Nasz rozmówca potwierdza, że w areszcie na Grochowie większość cel zajętych jest przez płeć damską. Nawet jak kobiety się dowiedzą, że przyjechali tam przestępcy z kategorii tych wcześniej wymienianych, potępianych i budzących agresję w społeczności więźniów płci męskiej, nie organizują seansów nienawiści - słyszymy. Kryminolog ujawnia, że gdyby Wąsik i Kamiński trafili do aresztu na Białołęce, to takie seanse byłyby prawdopodobne.

Interwencje poselskie w zakładzie karnym?

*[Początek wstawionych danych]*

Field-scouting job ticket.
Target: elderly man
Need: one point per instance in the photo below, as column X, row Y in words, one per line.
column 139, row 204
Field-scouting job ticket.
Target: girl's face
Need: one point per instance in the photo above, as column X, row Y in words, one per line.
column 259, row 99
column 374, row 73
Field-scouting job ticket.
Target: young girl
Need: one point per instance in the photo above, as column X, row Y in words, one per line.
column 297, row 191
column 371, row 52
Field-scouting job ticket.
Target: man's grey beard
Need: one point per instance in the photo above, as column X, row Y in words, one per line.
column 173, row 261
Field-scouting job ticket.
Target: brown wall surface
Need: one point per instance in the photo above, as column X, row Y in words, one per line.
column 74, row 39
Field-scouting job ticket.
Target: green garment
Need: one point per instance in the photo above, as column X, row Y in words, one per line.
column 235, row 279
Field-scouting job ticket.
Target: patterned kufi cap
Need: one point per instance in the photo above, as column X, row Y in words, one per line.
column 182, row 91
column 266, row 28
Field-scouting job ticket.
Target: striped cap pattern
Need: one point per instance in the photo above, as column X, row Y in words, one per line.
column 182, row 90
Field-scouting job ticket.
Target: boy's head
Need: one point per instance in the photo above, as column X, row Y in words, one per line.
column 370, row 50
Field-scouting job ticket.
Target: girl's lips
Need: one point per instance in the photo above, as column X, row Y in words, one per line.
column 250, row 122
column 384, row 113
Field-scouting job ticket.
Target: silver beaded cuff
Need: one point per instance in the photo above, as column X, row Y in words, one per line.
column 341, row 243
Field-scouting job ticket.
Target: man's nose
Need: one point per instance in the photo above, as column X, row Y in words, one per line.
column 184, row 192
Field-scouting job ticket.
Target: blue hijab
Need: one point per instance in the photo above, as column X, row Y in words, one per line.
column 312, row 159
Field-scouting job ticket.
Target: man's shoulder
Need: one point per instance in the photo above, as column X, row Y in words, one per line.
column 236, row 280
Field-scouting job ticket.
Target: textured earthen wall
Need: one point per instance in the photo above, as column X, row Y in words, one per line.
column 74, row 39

Jarosław Sellin w środę wszedł z kontrolą poselską do aresztu na Grochowie. Zapowiadali to także inni posłowie PiS. Dr Paweł Moczydłowski podkreśla, że oczywiście posłowie mają do tego prawo. Tyle, że przez wiele lat nie wykazywali specjalnej troski o sytuację w więzieniach.

Dla tej orientacji politycznej gorzej dla więźniów oznaczało, że to lepiej. Jeśli te wizyty mają pogarszać stan bezpieczeństw wewnątrz więzienia, nie powinno się do nich dopuszczać. Są inne kanału kontaktów z więźniami - dowiaduje się Dziennik.pl.